Milano, 27 giugno 2019 -  Il sindaco di Milano, Giuseppe Sala, ha detto di non essere preoccupato sui fondi relativi alle Olimpiadi invernali del 2026. «Sui fondi non ho grandi preoccupazioni, mi aspetto che si decida velocemente la governance, la forma societaria e chi gestisce - ha detto intervistato al Tg Rai della Lombardia -. Ovviamente sono più sensibile di altri su questo tema: sono passato da Expo e non voglio che si perda tempo come lo si è perso lì all'inizio, ma che si parta subito».

Per quanto riguarda il manager che dovrà gestire la società che si occuperà delle Olimpiadi «dovrà essere qualcuno che conosca un pò le regole del pubblico, poi ci vuole un giusto equilibrio tra il fatto che le regole vanno rispettate e avere l'autonomia - ha aggiunto -, non tanto nel poter derogare sui principi, ma sono sempre i tempi quelli che ti fregano. Ci vuole qualche procedura che snellisca quello». Per quanto riguarda invece lo stadio di San Siro, che dovrà ospitare la cerimonia di apertura, "il primo cittadino ha detto che sarà senz'altro in piedi nel 2026, anche perché non va concordato con nessuno dal momento che è nostro", riferendosi alla volontà di Milan e Inter di demolire lo stadio. "Io francamente sono per il mantenimento di San Siro - ha aggiunto Sala - ma non posso non ascoltare le squadre. La coesistenza di due stadi vicini, anche per una questione di costi, comunque la vedo difficile" ha spiegato specificando di "essere ancora in attesa che le società vengano da me con un progetto".

Inoltre, in relazione al villaggio olimpico di Milano, per Sala "sarà pronto a metà del 2025". Il villaggio olimpico sorgerà nell' area dismessa dell'ex scalo ferroviario di porta Romana e al termine dei giochi invernali le strutture ospiteranno residenze per studenti.
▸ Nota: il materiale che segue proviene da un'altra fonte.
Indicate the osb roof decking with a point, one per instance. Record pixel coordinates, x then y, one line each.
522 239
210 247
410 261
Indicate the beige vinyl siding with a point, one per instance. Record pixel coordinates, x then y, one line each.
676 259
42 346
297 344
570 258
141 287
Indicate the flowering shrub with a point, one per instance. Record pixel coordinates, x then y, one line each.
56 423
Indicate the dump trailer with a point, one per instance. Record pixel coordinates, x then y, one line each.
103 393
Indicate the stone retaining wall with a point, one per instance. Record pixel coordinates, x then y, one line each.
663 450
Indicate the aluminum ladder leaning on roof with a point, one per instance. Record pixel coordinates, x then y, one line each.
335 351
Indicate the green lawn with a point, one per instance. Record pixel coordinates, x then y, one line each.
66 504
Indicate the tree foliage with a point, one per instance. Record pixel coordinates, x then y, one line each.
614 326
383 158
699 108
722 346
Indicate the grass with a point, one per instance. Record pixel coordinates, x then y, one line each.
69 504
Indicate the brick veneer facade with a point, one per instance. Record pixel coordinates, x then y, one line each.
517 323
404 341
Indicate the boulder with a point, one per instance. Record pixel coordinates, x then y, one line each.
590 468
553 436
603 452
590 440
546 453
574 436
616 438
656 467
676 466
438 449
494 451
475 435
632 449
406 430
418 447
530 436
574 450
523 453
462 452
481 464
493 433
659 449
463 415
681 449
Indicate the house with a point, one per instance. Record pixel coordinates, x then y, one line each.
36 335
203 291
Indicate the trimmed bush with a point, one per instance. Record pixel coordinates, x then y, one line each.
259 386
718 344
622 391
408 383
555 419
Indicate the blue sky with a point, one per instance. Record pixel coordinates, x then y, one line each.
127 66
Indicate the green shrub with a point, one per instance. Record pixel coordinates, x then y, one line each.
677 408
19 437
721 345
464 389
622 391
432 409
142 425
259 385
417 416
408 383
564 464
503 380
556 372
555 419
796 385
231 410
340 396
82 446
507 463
Il palazzetto PalaItalia di Rogoredo, "che sarà realizzato dai privati, sarà pronto da programmi a fine 2023 - ha aggiunto il sindaco- mentre per il Palasharp", una struttura già esistente, il
Comune di Milano "sta facendo una gara per la riqualificazione e la gestione. Pensiamo che entro fine 2021 sarà a posto e usufruibile, di modo che ci sarà anche un lungo rodaggio".